JCheckLinks

A java hyperlink validator

JCheckLinks is a Java™ application which validates hyperlinks in web sites. It includes no native code so it should run on any Java 1.1.7 virtual machine. The licensing terms are LGPL with the main app class being GPL (which means you can incorporate the meat of the source into a commercial app, but not the front-end class).

ftp site.

download version 0.4b (gzipped tar)
V0.4b is a non-expiring version of V0.4
README .. CHANGELOG
HTTPClient package home page.
Java at Sun.
Java for Linux. This is the JDK used by the author.
Checkers: another java hyperlink validator.
LinkChecker: another java hyperlink validator.

This page is falling out of sync with the package as I rush to release new features.

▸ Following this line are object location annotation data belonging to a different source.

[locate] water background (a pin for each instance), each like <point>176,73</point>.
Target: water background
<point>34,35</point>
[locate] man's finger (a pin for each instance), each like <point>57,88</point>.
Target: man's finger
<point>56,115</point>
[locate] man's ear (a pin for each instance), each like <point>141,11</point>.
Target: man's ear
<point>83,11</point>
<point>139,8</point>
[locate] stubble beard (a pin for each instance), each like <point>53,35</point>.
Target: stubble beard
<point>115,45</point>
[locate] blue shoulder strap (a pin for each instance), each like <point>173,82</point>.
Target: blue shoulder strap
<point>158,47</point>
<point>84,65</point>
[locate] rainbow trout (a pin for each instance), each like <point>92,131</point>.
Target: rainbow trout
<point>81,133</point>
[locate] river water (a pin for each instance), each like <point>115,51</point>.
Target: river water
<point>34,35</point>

JCheckLinks is multithreaded to take advantage of multi-processor machines. There are harvester threads and non-harvester threads. This allows the user to limit the number of CPU-intensive threads while allowing a large number of low-impact probing threads.

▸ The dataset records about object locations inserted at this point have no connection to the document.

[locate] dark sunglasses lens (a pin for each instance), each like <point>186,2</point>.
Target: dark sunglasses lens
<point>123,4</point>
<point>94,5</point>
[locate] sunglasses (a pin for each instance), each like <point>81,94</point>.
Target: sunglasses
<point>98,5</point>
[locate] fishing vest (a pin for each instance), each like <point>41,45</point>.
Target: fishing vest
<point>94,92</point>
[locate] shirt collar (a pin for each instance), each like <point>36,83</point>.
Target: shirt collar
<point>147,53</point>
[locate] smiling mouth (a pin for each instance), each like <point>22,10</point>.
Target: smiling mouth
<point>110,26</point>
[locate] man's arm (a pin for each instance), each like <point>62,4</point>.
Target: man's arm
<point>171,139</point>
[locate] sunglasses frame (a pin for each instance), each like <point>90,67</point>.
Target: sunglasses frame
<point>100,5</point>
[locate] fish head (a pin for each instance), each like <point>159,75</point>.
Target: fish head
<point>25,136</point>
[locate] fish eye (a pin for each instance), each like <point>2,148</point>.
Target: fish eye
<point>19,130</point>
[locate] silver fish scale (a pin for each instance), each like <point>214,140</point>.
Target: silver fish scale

JCheckLinks is currently limited to probing HTTP documents and local files. It has no support for https:, ftp:, gopher: or mailto:. Although some of these are in the TODO, others are impractical (mailto: verification is nigh impossible in the age of anti-spam warfare).

JCheckLinks only downloads and harvests URLs from documents with a Content-Type of text/html. I can be persuaded to add support for other document types if you can tell me how.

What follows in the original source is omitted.